The rules are fairly simple: a new destination every year, no repeats, all under $1,000 (this worked until year 11, Sun Valley, Idaho), at least one viewing of Aspen Extreme simply to test our knowledge that we still can recite a vast majority of the movie, no uninvited guests and be ready to ski, no matter what pain you'd dealt yourself the night before. Ten has generally been the number. It is perfect for chairlift math at most mountains. Some have come, and some have gone, but the core 10 has stayed strong.
The commitment to Guys Ski Trip is legendary. One year, a guy flew in from Uganda. Oddly enough, he outskied us all after coming in jet lagged and from the hot summer weather of Kampala. Another OG member showed up with a blown knee just to be sure we had good spots for apres drinks... just holding down a table for 10 until our thirst and hunger got the best of us.
Although we've aged, I am confident we can still keep up both on and off the hill. We have tamed down the late nights in favor of local flavor. For example, curling. If we're in Canada, we lock in a night of high stakes curling, taking over the sheet with our unorthodox lower 48 game. Or hockey. Many small towns have a local team. Showing up 10 deep to cheer for the local club makes for a fun night, and you're guaranteed to meet the locals.
A WAY OF LIFE
A tradition, of course, needs a name. Owing to the group's dedication to make Guys Ski Trip an annual rite of passage, we trademarked our brand as "Boss House." T-shirts, sweatshirts, hats, sunglasses, buffs, koozies, flasks, CDs (yes we are old) all embossed with Boss House. You could spot a Boss House Guys Ski Tripper from two concourses down in the Denver airport because they'd be dressed exactly like yourself with 21 layers of Boss House gear.

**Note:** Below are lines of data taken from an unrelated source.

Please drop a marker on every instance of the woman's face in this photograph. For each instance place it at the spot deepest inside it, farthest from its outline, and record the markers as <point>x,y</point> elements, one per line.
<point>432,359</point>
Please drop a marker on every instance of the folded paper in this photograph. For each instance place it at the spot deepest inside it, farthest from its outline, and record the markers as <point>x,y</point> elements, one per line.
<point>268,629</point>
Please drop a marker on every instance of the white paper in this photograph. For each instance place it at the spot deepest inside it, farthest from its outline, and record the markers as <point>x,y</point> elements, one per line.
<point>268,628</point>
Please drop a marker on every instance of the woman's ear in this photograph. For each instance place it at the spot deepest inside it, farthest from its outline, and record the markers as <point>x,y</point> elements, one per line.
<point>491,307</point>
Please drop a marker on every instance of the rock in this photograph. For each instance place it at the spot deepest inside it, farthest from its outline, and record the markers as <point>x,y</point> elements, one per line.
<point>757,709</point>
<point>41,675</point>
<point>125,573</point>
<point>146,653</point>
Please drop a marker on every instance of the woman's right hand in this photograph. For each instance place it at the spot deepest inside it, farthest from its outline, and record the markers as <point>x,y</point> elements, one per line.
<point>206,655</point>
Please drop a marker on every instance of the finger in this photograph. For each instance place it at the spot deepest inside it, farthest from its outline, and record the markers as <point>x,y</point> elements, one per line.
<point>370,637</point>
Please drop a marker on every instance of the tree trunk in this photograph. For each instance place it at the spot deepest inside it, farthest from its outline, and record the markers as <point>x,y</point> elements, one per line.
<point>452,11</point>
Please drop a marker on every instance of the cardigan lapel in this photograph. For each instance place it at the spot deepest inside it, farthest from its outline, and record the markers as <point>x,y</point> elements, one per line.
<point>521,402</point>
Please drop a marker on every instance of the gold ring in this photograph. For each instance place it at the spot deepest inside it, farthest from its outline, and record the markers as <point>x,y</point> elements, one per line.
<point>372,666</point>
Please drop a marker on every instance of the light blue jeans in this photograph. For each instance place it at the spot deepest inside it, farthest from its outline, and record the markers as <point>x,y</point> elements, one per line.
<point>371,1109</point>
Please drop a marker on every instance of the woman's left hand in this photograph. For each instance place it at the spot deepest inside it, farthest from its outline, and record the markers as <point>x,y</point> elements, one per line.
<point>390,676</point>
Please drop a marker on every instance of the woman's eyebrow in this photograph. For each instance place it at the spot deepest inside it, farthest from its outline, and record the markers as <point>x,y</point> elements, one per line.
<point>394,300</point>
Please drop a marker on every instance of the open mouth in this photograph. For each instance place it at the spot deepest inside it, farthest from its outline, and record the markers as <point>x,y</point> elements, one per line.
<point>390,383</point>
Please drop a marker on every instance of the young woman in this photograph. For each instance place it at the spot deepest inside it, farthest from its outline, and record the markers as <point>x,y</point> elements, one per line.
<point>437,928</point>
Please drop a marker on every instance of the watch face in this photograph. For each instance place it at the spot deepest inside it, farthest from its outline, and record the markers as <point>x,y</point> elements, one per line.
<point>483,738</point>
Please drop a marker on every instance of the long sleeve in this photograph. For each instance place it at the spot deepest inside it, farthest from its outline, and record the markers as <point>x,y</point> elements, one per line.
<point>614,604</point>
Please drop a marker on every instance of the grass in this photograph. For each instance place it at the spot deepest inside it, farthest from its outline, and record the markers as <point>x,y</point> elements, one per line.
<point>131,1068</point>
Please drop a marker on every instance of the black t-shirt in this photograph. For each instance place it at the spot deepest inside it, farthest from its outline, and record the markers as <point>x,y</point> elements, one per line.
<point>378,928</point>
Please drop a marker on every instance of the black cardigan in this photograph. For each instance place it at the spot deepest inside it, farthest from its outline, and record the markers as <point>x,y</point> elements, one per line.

Unfortunately, Boss House has not quite taken off to the point that it has afforded us influencer status or takeover bids from Elon Musk, but it certainly adds flavor to any Ski Town USA.
The origins of Boss House are similar to the original Coca-Cola recipe or the 11 herbs and spices in the Colonel's chicken. Highly secretive and simple. A steadily repeated phrase, a mantra, that has become our simple motto. A term of encouragement and badge of camaraderie.
The Boss House crew has been fortunate enough to fly in helicopters, ride in toboggans, lay down a skin track, accidently wreck rental cars, befriend local celebrities and hot tub until the sun comes up. But the reality of a ski trip is that, as ski patrol director Carl Stall says in Aspen Extreme, "Skiing is the easy part." The realist part of ski trips are the friendships. Checking in on how everyone's kids are doing. How the apple harvest was the prior year. Who is going to move somewhere warm so we can all come crash at their house. Who is the next snowboarder who will convert to skiing...
The friendships are the fabric that hold the traditions of skiing together. I am humbled every year to get to call these guys my best friends, and I laugh to myself when, at 5 am, the overly jovial flight attendant asks me as I sit down, ski boots slung over my shoulder, "What exactly is Boss House...?" ♦
Nick Pontarolo is an attorney in Spokane.